After Ingraham gave his reunion gift to the library in honor of his mother, Nancy F. Cott invited him to join the Schlesinger Library Council. Cott had just arrived at the Radcliffe Institute from Yale to lead the library as the Carl and Lily Pforzheimer Foundation Director.
Ingraham has “enjoyed immensely” the opportunity to be a member of the council, which not only helps him keep in touch with the University, but also gives him a chance to learn about the cutting-edge technology the library uses to make its collections available to scholars in Cambridge and around the world. He is excited by the diversity of Radcliffe’s Fellowship Program and the international focus of many of the Institute’s public events.

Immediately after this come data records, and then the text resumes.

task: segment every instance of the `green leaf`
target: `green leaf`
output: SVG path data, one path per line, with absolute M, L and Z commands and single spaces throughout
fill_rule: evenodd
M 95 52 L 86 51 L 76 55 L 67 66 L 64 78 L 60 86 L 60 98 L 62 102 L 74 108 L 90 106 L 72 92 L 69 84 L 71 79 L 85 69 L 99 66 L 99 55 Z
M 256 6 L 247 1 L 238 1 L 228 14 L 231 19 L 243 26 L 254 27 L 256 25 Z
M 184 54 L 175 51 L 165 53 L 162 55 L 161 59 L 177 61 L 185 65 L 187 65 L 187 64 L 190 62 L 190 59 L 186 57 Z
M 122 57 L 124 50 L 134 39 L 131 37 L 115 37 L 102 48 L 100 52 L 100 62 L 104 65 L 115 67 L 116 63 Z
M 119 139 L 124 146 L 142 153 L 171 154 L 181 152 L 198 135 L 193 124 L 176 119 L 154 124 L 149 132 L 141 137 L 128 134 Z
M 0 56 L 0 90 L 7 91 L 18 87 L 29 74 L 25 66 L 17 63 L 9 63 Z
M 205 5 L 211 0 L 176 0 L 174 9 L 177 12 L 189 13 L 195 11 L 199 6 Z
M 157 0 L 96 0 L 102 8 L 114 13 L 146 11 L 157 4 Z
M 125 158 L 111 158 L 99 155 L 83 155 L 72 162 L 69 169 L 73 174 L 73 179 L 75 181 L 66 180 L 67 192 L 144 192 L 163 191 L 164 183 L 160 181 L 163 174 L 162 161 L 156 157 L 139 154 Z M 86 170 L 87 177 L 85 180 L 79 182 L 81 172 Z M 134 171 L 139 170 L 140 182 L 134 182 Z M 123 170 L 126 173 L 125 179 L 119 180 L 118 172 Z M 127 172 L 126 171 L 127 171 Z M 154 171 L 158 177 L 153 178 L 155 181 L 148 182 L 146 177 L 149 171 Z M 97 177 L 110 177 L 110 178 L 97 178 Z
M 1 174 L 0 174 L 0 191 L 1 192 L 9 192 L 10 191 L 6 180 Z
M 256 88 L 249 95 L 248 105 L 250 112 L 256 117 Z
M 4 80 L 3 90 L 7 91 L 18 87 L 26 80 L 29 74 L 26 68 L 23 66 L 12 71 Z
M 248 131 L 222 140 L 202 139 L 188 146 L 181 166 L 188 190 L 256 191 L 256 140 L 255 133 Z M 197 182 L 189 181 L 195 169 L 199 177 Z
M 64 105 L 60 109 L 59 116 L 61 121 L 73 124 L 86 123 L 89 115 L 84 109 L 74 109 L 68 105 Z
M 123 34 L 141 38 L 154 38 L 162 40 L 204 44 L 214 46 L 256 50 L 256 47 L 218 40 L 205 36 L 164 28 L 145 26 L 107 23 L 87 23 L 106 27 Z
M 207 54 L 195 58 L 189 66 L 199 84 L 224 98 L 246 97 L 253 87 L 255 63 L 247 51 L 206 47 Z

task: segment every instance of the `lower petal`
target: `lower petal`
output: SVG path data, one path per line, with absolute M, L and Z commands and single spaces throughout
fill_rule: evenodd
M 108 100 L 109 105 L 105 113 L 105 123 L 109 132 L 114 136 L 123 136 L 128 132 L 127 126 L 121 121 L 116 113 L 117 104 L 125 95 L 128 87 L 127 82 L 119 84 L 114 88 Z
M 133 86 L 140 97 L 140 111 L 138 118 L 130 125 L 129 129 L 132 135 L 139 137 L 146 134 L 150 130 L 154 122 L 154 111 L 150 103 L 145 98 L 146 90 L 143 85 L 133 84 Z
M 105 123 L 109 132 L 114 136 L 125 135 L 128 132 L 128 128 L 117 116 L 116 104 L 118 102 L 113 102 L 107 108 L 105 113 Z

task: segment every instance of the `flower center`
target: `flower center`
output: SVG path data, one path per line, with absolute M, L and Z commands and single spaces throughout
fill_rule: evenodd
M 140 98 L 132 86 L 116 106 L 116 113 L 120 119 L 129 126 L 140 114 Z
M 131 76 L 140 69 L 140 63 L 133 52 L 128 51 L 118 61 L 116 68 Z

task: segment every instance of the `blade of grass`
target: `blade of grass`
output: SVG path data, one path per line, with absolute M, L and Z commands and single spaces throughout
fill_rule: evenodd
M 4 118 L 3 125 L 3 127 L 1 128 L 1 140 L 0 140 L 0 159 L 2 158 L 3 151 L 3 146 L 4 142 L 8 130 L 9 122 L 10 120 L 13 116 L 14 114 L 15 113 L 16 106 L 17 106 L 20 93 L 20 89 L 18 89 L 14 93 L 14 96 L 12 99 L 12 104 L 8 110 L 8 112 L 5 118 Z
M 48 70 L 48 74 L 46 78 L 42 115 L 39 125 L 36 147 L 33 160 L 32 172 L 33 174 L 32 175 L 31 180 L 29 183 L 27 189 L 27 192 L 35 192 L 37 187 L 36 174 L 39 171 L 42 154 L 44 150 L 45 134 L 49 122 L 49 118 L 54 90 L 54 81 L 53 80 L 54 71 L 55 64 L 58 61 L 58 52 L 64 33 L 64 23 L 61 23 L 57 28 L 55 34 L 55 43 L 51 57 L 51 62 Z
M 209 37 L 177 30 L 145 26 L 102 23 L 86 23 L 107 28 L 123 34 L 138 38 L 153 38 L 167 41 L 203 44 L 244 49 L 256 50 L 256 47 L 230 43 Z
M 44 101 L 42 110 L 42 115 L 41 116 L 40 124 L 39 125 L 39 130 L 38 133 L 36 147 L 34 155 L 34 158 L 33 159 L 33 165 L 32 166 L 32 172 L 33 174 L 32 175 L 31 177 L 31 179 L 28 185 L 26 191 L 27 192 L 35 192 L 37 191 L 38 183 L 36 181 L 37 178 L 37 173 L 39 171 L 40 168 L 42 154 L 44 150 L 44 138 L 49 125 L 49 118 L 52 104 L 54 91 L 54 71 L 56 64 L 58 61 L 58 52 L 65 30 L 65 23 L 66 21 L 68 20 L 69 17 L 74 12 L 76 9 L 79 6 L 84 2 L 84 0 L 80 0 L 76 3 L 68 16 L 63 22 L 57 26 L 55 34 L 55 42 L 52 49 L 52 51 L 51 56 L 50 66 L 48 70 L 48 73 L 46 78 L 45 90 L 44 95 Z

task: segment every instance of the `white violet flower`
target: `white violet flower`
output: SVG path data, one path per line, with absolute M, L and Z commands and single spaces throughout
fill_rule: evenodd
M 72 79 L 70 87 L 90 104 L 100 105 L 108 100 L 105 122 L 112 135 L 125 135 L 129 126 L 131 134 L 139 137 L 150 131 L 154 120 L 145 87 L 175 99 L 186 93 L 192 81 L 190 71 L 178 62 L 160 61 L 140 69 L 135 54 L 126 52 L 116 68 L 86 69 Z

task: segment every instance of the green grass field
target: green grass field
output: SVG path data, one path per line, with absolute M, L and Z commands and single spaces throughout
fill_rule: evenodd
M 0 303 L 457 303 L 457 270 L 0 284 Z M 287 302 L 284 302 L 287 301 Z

Ingraham’s interest in the Institute’s international reach is almost certainly rooted in his professional experience. One of just six students plucked from his Harvard Business School class for a career at Citibank, he has worked for nearly six decades in international finance—a career that has taken him from New York to Japan, Jordan, Kuwait, and Saudi Arabia.
He spent much of the 1980s in Latin America, overseeing the bank’s interests at a time when many countries in that region found themselves unable to repay their foreign debt. That, Ingraham says, was a formative experience. “I began to appreciate the profound differences between the sheltered way I was brought up and what it’s like to live, as a human being, in the emerging markets.”
Although he continues to travel as the head of risk aggregation for Citigroup—most recently to Central Europe to explore the economic effects of the political situation there—Ingraham makes community service a priority. For 20 years, he has served on a committee that evaluates tips made to New York City’s Crime Stoppers hotline and grants rewards in cases where a tip has helped solve a crime. The Crime Stoppers program has resolved more than 5,300 violent crimes since its inception, in 1983, leading Ingraham and his fellow committee members to pay out more than $1.8 million in rewards.
“I was brought up to believe that everybody has a responsibility for some community service,” Ingraham says. “Crime Stoppers is my commitment to New York. The Schlesinger Library Council is my commitment to Harvard.”